The Series 7, formally the General Securities Representative Exam, is the license that lets you sell a broad range of securities including stocks, bonds, options, and packaged products. It has 125 scored questions (130 total) over 225 minutes, and you need 72 percent to pass. Unlike the SIE, the Series 7 requires an employer to sponsor you, so you take it after a FINRA member firm hires and registers you. The exam is organized around four job functions, with the largest by far being providing information and making recommendations. You can turn your firm's prep material into Series 7 practice questions to rehearse the recommendation scenarios that dominate the test.

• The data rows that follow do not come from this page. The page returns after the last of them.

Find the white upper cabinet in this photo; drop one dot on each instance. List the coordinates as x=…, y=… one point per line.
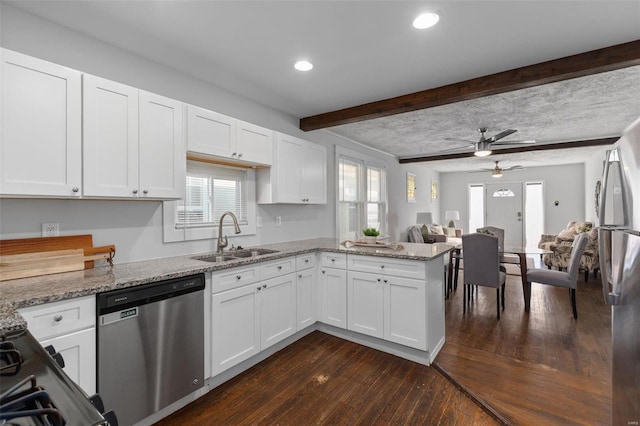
x=254, y=143
x=110, y=138
x=40, y=143
x=132, y=142
x=217, y=135
x=162, y=154
x=210, y=133
x=298, y=175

The main difference is scope and access. The SIE is the shorter, foundational exam anyone can take without a sponsor, and passing it alone does not qualify you to do anything. The Series 7 is the longer, sponsored top-off exam that actually grants selling privileges, and it goes deeper into products, options and suitability. FINRA split the old Series 7 into these two pieces so the general knowledge (the SIE) is portable across the industry, while the job-specific selling knowledge stays in the top-off exam. In short: the SIE proves you understand the basics, and the Series 7 proves you can recommend and sell securities responsibly.
You need to pass both, but not in a fixed order. FINRA treats the SIE and the Series 7 as co-requisites, so you can technically take them in either sequence, and your registration as a general securities representative is complete only once both are passed. In practice almost everyone takes the SIE first, because you can sit it without a sponsor and get it out of the way early, then focus on the Series 7 once a firm hires you. Taking the SIE first also lightens the Series 7, since the foundational material is already fresh.
The Series 7 is harder. It is longer at 125 scored questions versus 75, it runs nearly four hours instead of under two, and it goes much deeper into options, municipal securities, suitability and recommendations. The SIE is broad but shallow, testing whether you recognize products and rules, while the Series 7 asks you to apply that knowledge to customer scenarios and calculations. Candidates who breeze through the SIE often underestimate the jump. The best way to close that gap is repeated practice on scenario questions rather than rereading, so you build the reasoning the Series 7 rewards.
Both exams reward active recall over passive rereading. The most effective method is to close the book, answer practice questions from memory, then review what you missed and drill those topics again. The slow part is writing enough fresh questions, which is where an AI generator helps: upload your prep book, class notes or summaries and it writes exam-style questions with an answer key, so you can test yourself on material you have not already memorized the answers to. You can also turn your study notes into a quiz for short nightly sessions between full mocks. If your notes are handwritten, you can convert your handwritten pages into searchable text first so the generator can read every page.
Take the SIE first. It is the shorter, sponsorship-free foundation you can pass on your own timeline, and clearing it early makes you more attractive to employers and lightens the load when you sit the sponsored Series 7. Then take the Series 7 once a firm sponsors you, giving yourself extra study time for its heavier options and suitability content. Drill each exam with practice questions built from your own material, aim to clear the passing bar comfortably on mocks before you schedule, and you will move through both with far less stress.